Amazon.com appeals to voters to overturn sales tax
The Los Angeles Times reported that Amazon.com will continue to fight against a California law passed July 1, which requires the company to collect a 7.25% sales tax. Amazon said that the law is unconstitutional, and has now announced that it will make the case against the sales tax to voters, in hopes that they will vote to overturn it. According to the Times, Amazon’s approach of appealing to the voters directly will likely be less costly and more effective than filing suit to block the law.
The new law requires all retailers with affiliates in California to collect the state sales tax, whereas before, the tax was only applied to Internet retailers that had “a significant physical presence,” the Times reported. In order to avoid collecting the tax, Amazon has cut off its affiliation with 10,000 small businesses whose websites link consumers to Amazon.
The main opposition to Amazon’s refusal to collect the tax, the LA Times said, comes from California merchants who believe that retailers operating solely on the Internet will gain an unfair advantage by avoiding collection of the sales tax. Target, Sears, Wal-Mart and Best Buy are among the many major retailers against which Amazon would have to fight in order to continue to avoid collecting the California sales tax. Additionally, the Times said, those in favor of collecting more taxes in order to fund health, social services and welfare will also likely vote against overturning sales tax collection.
The Times quoted Kathryn Gallagher, spokeswoman of Home Depot, who said: “We believe Amazon should collect sales tax because it levels the playing ground for all retailers, small and large.”
However, the Times said, though the odds are slightly against Amazon prevailing, the company does have a large base of customers likely to vote in favor of overturning the sales tax law. The Times also quoted George Runner, a member of the California Board of Equalization, who said: “Californians are losing jobs and income as a result of the so-called Amazon tax,” and added, “It should come as no surprise that impacted California business owners would seek its repeal.”
Fastenal shows strong sales and earnings growth
Winona, Minn.-based Fastenal has reported second-quarter net earnings of $94.1 million, up 36% from $69.2 million in the second quarter of 2010.

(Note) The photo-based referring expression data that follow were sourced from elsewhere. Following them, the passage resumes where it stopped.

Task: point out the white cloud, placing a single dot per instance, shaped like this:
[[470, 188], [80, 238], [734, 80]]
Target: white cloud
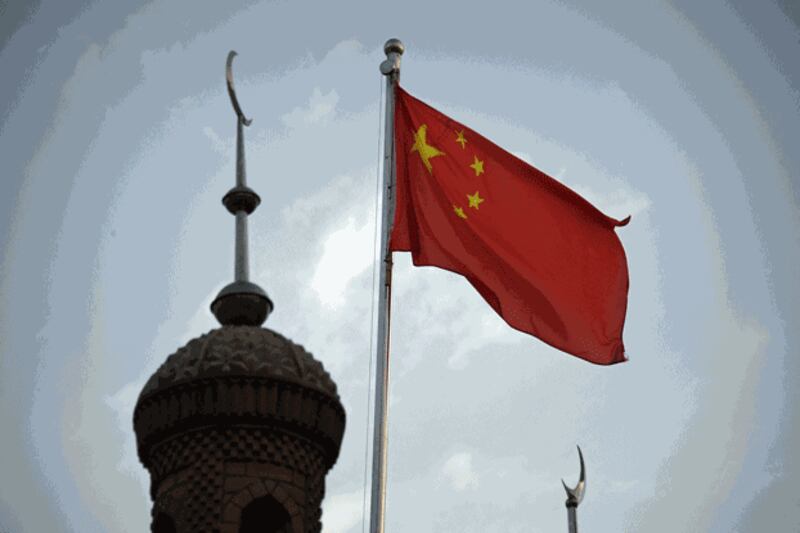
[[347, 252], [340, 512], [320, 108], [459, 471]]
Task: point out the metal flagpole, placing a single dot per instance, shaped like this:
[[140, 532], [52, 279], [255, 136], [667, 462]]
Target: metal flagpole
[[575, 497], [391, 69]]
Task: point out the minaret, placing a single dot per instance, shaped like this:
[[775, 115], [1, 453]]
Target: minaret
[[239, 427]]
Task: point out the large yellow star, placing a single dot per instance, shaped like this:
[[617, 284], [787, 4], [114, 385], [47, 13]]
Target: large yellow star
[[477, 166], [460, 139], [426, 151], [475, 200]]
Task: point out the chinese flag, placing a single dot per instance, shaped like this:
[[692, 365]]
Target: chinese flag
[[544, 258]]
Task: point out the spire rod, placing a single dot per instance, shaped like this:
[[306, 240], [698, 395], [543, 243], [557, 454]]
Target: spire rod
[[240, 302], [575, 496]]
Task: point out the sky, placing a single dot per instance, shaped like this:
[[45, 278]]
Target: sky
[[117, 142]]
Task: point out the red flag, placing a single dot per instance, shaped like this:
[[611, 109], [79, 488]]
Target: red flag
[[545, 259]]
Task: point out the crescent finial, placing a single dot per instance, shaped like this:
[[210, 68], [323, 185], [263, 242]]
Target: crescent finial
[[575, 496], [232, 91]]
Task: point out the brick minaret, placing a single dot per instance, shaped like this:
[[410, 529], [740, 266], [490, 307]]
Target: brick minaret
[[239, 427]]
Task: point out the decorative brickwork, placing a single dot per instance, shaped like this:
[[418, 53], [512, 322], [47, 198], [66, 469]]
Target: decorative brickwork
[[239, 416]]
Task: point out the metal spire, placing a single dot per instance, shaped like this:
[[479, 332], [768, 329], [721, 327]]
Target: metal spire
[[240, 302], [575, 496]]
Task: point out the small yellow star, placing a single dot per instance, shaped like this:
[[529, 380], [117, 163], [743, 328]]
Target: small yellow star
[[475, 200], [426, 151], [460, 139], [477, 166]]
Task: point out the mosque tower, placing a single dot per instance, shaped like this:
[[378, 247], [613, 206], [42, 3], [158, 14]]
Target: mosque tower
[[239, 427]]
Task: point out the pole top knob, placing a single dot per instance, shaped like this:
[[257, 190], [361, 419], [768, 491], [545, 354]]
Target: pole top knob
[[395, 46]]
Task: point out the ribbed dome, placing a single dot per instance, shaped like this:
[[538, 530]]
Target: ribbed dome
[[241, 351]]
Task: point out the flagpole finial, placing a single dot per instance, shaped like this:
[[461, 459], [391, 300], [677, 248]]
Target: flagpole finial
[[393, 48], [240, 302]]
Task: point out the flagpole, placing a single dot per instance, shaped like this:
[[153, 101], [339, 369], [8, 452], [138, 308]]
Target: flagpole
[[391, 69]]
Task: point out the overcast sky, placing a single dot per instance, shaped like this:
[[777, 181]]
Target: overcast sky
[[117, 143]]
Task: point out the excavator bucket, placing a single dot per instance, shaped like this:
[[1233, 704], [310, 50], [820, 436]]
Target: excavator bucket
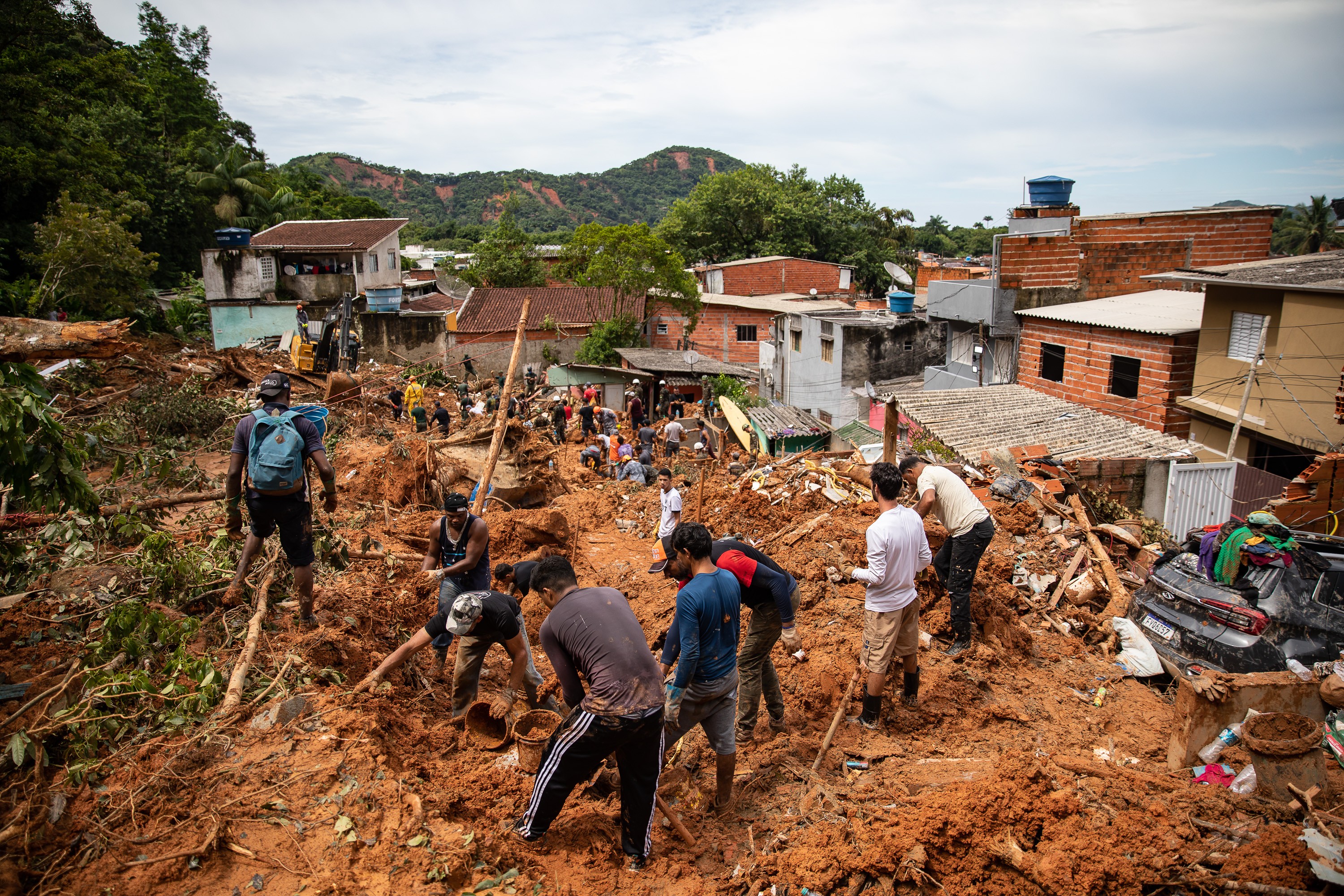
[[343, 386]]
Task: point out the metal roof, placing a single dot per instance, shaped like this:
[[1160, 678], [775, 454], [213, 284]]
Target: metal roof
[[1322, 272], [995, 418], [496, 310], [667, 361], [777, 304], [328, 236], [1166, 312], [779, 418]]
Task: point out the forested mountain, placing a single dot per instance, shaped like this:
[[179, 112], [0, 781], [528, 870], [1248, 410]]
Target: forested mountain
[[639, 191]]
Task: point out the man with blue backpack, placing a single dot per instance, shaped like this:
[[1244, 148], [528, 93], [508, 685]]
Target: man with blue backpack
[[273, 444]]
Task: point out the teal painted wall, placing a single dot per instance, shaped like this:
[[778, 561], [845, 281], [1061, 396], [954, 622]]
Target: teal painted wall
[[236, 324]]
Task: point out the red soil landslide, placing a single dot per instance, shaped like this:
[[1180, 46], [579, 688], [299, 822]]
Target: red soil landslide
[[1004, 781]]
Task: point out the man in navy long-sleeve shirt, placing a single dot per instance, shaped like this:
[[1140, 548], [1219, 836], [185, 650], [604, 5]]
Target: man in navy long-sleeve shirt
[[772, 595], [703, 692]]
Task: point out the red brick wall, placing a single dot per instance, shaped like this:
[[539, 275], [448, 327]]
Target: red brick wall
[[717, 334], [783, 276], [1167, 370], [1107, 257]]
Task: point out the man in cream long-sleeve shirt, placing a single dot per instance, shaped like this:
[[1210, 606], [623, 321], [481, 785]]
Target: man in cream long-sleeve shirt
[[897, 551]]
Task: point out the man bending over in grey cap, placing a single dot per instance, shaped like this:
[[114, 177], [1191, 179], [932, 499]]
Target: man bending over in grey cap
[[479, 620]]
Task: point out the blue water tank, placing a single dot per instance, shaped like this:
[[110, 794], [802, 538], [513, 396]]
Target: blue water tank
[[901, 303], [383, 299], [1050, 191], [230, 237]]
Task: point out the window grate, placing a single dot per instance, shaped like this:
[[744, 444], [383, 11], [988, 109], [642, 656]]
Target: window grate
[[1244, 339]]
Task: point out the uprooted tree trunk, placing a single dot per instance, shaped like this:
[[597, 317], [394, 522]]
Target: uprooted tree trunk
[[26, 339]]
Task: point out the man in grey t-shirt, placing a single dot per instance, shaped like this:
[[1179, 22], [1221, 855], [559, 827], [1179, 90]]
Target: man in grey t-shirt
[[594, 632]]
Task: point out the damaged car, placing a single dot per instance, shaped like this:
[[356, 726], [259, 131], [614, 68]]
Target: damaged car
[[1272, 617]]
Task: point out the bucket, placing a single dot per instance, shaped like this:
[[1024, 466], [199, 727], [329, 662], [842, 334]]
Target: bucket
[[901, 303], [1285, 749], [531, 731], [487, 732]]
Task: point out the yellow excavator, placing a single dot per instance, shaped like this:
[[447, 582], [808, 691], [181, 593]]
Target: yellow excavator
[[331, 355]]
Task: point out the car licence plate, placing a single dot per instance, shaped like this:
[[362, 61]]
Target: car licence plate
[[1154, 624]]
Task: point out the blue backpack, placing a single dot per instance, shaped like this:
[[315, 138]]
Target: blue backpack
[[276, 454]]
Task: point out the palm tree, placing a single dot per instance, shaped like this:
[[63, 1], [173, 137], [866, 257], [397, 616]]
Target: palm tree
[[1310, 229], [267, 211], [232, 175]]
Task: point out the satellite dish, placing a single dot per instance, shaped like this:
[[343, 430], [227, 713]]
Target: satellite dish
[[898, 273]]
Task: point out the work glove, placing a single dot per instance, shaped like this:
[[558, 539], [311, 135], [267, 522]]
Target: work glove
[[672, 706], [503, 703]]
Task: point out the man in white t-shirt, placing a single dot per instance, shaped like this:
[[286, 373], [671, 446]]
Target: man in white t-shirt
[[671, 500], [897, 551], [969, 532]]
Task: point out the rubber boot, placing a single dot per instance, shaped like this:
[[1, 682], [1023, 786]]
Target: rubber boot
[[871, 708], [960, 642], [910, 689]]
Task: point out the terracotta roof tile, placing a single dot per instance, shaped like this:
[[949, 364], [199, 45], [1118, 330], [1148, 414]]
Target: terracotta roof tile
[[350, 234], [490, 311]]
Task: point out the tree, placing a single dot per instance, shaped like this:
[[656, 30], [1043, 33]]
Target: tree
[[1307, 229], [760, 210], [506, 256], [633, 263], [234, 175], [38, 464], [88, 263]]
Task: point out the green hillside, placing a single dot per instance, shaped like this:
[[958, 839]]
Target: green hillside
[[639, 191]]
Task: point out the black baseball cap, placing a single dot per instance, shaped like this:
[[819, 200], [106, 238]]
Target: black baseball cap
[[273, 383], [662, 554]]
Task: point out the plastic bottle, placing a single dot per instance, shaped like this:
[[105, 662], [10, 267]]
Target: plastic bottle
[[1300, 671], [1225, 739], [1245, 782]]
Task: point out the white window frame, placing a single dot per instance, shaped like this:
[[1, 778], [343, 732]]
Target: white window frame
[[1244, 336]]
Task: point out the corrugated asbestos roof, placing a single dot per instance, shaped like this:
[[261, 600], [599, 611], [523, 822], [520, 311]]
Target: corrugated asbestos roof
[[490, 310], [777, 418], [1166, 312], [1319, 272], [995, 418], [668, 361], [780, 304], [349, 234]]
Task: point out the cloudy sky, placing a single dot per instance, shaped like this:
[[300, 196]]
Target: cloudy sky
[[943, 108]]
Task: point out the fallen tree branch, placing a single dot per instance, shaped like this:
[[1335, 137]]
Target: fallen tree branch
[[236, 681]]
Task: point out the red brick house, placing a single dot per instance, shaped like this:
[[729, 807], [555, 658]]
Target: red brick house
[[1097, 256], [775, 275], [1131, 357], [488, 320], [730, 327]]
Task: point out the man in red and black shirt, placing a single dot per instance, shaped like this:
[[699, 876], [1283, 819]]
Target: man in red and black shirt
[[773, 597]]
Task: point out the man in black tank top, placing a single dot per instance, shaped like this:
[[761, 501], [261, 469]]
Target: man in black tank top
[[459, 558]]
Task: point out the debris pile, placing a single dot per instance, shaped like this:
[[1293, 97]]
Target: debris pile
[[162, 742]]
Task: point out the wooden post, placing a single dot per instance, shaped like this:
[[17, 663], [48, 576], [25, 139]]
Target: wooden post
[[889, 433], [502, 414]]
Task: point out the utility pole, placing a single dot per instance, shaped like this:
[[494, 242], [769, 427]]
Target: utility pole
[[979, 354], [1246, 393]]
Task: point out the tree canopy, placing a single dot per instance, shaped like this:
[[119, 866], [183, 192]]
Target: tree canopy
[[760, 210]]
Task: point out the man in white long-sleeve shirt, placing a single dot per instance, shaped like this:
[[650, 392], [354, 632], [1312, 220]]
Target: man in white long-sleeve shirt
[[897, 551]]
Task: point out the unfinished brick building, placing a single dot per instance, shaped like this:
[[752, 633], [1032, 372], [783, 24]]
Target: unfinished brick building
[[1131, 357]]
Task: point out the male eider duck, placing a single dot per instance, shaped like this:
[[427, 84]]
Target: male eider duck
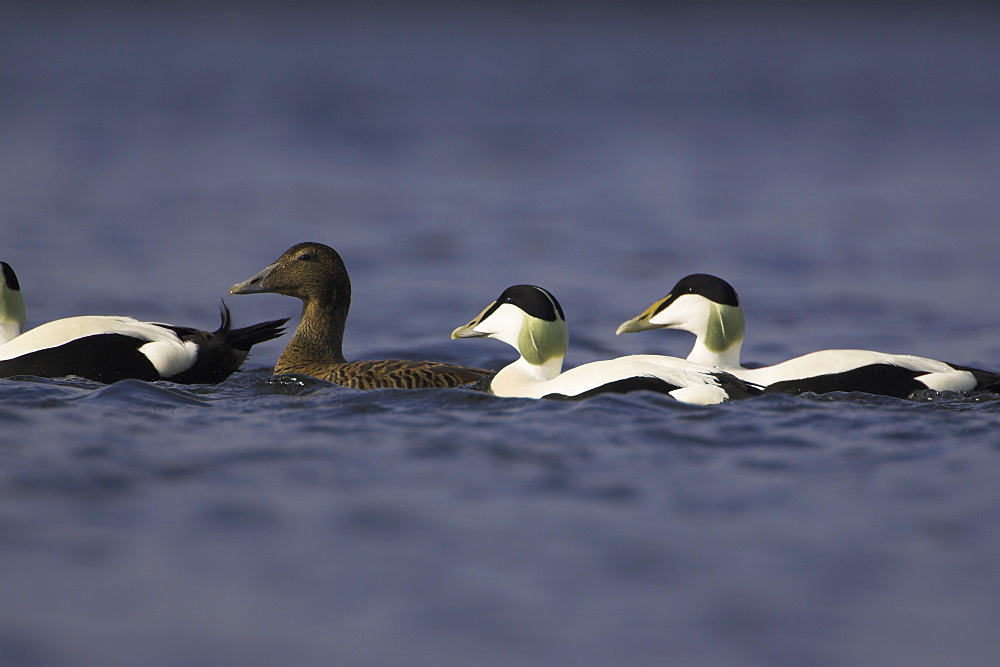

Net sales for the quarter ended June 30 totaled $701.7 million, up 23% from $571.2 million in the year-ago period.
For the first six months of 2011, net earnings were $173.7 million, up 39% from $125.2 in the first six months of 2010. Net sales in this period totaled $1.34 billion, up 23% from $1.09 billion in the same period last year.
During the first six months of 2011, Fastenal opened 75 new stores, compared with 45 new stores in the same period of 2010.
Greatwide announces new CEO
On July 11, Greatwide Logistics Services announced the selection of John P. Tague as its new CEO. Mr. Tague comes to the new position after eight years with United Airlines, where he served as President as well as other senior leadership positions including Chief Operating Officer and Chief Revenue Officer.
Tague will succeed Leo Suggs, who is retiring from the position of CEO at Greatwide. Suggs’ accomplishments include over fifty years’ experience in the business of transportation and logistics, the introduction of organic growth initiatives at Greatwide, and his successful leadership of the company through the 2009 freight recession. Mr. Suggs joined Greatwide in 2009 as Executive chairman, became CEO in 2010, and will continue to serve as Chairman of Greatwide after his retirement from the CEO position.
Dallas-based Greatwide is a privately held third-party logistics provider serving the United States and Canada.